The Willmar building in which the manufacturing will take place was annexed into the city in January 2021, and the city is working on a plan to extend city sewer and water through the annexation, according to Planning and Development Director Justice Walker.
Although there will not be any changes to the exterior of the building, a survey may be needed and it does not currently meet the city’s zoning requirements for setbacks and parking spaces, Walker said. The city also requires buildings of that size to have a sprinkler system for fire suppression.
It is unknown how long it will take for a survey to be completed, and Hines noted the lack of parking should not be an issue. Many of the employees who will be working at the facility will carpool or be bused to the facility.

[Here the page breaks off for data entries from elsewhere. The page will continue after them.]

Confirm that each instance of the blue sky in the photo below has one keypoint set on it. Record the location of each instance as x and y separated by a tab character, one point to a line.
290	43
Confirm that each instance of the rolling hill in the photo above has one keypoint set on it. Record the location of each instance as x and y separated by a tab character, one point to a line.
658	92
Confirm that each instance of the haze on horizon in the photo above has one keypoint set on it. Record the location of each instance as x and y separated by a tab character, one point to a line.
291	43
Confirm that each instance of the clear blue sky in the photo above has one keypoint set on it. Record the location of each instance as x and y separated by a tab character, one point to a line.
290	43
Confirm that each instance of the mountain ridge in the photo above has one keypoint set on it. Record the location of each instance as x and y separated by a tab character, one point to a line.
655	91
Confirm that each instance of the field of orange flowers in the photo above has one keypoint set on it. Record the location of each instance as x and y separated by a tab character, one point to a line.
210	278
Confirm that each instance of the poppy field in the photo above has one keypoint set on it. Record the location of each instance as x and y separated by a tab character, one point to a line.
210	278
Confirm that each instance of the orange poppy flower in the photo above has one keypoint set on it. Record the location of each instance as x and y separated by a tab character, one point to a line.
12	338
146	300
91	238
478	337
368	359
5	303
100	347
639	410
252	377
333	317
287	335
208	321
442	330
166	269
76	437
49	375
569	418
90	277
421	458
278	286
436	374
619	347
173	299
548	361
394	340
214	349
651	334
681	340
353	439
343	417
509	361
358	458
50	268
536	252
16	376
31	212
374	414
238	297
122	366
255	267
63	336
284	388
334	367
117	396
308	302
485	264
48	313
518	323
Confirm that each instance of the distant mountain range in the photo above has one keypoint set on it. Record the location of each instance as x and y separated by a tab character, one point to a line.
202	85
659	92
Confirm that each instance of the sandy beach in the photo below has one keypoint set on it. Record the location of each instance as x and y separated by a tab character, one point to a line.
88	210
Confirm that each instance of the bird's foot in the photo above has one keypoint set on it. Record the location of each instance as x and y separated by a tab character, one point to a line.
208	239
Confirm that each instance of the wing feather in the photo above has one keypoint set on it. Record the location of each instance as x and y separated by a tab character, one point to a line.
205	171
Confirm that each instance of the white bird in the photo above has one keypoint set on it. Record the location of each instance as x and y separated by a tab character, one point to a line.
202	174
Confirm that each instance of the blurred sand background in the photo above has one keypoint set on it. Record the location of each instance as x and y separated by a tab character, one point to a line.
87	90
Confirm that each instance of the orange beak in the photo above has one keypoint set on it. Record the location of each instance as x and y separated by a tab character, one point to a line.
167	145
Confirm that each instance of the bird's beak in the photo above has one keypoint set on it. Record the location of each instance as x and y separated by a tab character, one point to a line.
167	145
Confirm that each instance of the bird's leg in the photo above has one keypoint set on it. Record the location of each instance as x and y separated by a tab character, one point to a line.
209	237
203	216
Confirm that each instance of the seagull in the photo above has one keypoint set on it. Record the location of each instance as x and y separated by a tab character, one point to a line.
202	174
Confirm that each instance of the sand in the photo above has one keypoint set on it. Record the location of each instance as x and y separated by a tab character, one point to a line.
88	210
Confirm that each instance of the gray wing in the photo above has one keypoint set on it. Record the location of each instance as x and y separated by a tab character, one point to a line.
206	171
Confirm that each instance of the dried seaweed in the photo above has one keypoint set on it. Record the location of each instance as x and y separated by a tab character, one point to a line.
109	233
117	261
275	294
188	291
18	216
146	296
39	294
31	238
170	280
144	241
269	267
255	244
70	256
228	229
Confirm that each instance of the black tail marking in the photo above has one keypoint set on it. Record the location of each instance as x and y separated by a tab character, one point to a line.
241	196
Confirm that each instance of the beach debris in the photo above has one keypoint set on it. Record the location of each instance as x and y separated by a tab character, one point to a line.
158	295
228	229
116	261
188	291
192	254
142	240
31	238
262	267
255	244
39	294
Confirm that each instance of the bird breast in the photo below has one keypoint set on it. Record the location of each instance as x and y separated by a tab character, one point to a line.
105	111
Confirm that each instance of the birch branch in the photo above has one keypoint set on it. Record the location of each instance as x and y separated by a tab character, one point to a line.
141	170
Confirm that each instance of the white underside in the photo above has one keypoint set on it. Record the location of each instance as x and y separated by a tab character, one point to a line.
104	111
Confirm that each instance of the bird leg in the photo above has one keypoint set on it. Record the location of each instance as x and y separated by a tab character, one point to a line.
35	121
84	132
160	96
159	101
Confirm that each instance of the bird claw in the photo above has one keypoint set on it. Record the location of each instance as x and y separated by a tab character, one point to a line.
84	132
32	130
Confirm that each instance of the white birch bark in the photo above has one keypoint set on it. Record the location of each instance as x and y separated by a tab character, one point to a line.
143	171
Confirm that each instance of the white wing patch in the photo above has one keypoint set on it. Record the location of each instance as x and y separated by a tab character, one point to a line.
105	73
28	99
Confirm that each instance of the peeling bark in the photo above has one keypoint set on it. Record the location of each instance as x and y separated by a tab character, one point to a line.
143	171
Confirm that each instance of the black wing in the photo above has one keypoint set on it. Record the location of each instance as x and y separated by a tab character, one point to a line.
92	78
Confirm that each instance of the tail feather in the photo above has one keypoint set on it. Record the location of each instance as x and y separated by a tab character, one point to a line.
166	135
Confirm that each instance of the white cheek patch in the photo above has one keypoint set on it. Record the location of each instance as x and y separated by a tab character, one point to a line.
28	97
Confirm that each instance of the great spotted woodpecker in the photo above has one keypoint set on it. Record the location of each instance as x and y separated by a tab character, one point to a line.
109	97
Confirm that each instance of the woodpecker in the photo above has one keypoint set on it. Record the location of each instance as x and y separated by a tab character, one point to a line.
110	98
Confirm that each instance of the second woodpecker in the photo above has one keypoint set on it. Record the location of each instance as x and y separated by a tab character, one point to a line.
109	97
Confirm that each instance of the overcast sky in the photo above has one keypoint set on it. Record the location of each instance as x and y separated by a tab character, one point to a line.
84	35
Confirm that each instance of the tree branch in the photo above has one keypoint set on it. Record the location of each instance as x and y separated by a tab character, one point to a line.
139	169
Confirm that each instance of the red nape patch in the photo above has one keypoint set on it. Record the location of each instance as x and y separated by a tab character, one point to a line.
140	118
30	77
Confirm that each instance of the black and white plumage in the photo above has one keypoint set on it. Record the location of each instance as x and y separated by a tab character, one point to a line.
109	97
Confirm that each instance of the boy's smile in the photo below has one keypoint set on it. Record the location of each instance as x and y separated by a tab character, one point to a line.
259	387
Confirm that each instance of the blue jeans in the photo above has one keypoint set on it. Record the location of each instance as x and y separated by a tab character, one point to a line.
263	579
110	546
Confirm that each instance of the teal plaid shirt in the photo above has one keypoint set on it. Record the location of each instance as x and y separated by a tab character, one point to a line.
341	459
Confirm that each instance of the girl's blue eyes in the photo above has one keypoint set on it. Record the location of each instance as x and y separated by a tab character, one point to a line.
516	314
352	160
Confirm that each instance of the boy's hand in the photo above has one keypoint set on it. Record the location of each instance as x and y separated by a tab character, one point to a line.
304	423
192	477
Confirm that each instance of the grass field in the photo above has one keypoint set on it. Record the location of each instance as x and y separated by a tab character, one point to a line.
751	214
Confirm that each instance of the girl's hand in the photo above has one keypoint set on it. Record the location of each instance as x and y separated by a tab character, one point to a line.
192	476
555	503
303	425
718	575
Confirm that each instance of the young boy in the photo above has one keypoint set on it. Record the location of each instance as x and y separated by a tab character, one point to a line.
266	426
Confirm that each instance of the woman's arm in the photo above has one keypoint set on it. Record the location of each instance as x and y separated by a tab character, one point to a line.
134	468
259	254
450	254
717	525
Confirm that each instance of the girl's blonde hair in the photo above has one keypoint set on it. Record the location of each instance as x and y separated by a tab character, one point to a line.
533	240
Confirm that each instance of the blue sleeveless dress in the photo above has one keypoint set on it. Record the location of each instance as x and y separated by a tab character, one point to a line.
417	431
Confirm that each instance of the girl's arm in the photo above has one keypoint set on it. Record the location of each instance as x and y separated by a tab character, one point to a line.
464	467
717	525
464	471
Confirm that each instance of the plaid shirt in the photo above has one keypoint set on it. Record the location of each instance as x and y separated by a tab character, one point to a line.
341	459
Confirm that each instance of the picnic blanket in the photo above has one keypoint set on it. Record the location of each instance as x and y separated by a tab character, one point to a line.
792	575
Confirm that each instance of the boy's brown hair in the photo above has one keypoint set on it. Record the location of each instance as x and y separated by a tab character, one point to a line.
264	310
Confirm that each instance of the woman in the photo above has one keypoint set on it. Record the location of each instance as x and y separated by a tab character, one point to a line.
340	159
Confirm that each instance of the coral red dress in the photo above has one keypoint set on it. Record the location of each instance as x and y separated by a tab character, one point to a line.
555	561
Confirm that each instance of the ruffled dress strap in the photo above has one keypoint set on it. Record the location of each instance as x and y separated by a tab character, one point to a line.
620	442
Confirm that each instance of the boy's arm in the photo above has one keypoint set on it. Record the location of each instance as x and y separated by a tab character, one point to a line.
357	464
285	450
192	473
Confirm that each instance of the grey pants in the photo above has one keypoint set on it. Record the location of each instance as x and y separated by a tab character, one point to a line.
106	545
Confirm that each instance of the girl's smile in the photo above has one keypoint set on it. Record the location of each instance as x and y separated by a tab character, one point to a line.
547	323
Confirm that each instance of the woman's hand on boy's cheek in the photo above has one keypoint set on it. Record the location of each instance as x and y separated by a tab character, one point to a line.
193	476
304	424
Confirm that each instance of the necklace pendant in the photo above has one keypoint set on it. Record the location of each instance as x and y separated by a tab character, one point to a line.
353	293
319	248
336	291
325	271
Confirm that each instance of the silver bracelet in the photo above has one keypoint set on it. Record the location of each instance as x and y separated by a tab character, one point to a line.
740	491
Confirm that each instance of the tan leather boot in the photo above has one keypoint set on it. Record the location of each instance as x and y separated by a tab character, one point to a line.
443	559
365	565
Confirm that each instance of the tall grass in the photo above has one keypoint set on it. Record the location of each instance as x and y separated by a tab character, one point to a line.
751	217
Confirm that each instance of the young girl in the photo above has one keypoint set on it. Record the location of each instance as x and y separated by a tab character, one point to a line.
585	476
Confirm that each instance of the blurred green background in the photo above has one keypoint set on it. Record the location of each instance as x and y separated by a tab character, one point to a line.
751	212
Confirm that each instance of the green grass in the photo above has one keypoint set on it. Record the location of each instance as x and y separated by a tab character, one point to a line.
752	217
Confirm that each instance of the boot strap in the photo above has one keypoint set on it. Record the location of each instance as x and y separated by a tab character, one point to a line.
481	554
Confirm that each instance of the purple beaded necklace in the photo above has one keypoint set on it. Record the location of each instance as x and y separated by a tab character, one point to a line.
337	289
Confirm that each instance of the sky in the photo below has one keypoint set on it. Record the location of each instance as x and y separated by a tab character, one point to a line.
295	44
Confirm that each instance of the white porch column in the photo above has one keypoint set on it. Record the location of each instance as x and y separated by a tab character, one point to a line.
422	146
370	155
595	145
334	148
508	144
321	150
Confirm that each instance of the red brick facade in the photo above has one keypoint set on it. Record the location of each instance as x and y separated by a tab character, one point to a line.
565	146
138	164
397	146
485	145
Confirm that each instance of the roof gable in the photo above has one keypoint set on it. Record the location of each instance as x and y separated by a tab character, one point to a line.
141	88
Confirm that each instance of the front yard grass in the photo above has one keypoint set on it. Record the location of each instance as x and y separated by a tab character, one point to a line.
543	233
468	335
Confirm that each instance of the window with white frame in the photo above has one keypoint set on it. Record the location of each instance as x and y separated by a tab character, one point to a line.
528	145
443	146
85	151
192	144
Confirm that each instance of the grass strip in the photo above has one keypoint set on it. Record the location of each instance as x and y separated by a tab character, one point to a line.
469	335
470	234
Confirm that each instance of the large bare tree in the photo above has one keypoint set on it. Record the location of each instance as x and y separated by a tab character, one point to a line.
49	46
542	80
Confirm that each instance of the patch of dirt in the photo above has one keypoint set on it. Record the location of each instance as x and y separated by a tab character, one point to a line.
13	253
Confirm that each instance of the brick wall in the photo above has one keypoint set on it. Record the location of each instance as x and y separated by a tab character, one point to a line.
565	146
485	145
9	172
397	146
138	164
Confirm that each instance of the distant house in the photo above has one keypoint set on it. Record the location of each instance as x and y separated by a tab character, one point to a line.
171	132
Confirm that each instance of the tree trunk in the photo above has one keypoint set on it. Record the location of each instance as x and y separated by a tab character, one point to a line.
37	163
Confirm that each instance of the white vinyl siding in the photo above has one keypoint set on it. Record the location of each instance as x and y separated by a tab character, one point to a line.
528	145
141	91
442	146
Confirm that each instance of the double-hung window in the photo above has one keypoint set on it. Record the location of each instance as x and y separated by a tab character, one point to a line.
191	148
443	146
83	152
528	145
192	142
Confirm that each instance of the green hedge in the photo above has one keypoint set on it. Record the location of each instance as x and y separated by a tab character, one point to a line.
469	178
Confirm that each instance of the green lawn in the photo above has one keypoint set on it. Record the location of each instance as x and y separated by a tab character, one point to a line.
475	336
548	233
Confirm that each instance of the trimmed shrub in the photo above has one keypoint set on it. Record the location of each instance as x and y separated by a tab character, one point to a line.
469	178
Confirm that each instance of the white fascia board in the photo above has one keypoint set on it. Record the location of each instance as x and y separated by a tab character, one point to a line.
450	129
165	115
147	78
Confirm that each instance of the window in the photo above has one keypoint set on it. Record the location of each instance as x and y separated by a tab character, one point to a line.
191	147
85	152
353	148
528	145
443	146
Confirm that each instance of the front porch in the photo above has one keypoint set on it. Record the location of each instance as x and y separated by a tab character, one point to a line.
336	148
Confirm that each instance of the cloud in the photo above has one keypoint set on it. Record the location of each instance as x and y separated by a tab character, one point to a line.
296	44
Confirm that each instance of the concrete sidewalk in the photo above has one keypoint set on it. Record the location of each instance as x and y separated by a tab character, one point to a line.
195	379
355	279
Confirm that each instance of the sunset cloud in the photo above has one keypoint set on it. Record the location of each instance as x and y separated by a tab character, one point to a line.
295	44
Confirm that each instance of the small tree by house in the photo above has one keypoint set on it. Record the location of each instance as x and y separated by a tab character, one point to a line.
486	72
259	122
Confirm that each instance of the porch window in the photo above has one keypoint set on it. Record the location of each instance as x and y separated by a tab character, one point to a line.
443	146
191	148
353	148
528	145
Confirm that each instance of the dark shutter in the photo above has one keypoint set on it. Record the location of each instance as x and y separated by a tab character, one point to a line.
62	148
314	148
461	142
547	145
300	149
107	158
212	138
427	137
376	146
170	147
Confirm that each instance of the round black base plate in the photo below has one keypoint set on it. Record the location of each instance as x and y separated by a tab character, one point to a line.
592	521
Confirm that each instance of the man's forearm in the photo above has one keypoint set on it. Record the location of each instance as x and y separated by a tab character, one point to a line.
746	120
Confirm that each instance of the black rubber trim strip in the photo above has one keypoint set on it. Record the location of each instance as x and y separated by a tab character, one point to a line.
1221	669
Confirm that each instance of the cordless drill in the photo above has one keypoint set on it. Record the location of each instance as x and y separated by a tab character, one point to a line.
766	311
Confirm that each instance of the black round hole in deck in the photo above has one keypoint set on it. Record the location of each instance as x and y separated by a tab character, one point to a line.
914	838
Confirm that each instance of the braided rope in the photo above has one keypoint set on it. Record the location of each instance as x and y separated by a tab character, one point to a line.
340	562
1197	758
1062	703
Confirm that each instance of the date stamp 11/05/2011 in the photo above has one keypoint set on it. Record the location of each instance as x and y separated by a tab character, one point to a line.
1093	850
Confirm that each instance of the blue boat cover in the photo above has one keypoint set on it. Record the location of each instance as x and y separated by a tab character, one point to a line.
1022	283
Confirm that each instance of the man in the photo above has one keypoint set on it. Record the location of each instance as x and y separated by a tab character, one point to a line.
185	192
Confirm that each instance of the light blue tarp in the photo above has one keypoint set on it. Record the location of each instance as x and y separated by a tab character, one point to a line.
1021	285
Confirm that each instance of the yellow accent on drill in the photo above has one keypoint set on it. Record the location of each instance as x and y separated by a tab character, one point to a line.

He also explained that the parking lot at the building currently has a large area for trucks to turn around, so that will not be a problem for the loading, unloading and transportation of materials. Lund Boats plans to use soft-sided trailers in order to be able to park the truck alongside the building and load materials from the side.
Hines explained the company is doing some remodeling to the interior of the facility to upgrade the restroom and breakroom areas. There will be very little water usage at the facility, aside from toilets and sinks. Lund Boats plans to provide bottled water for the employees.
The company has budgeted to install a sprinkler system, Hines added. However, it would like to wait until city water and sewer is run through the area before installation of the sprinkler system. If that is not an option, a giant water holding tank would have to be installed with a jockey pump.
Walker noted that he and the city’s fire chief walked through the facility and the fire chief was OK with the sprinkler system not being installed until city water is available to the building in light of Lund Boats' risk management plan for fire.
The Planning Commission questioned whether the state Fire Marshal's office also would be OK with the company’s risk management plan and no sprinkler system in place right away; that answer was not known by anyone present at the meeting.
Hines noted that there are Occupational Safety and Health Administration requirements for the storage of flammable materials, and the adhesives used by the manufacturer will be stored in fire cabinets. There will be only a day or two’s worth of material stored at the facility, he added.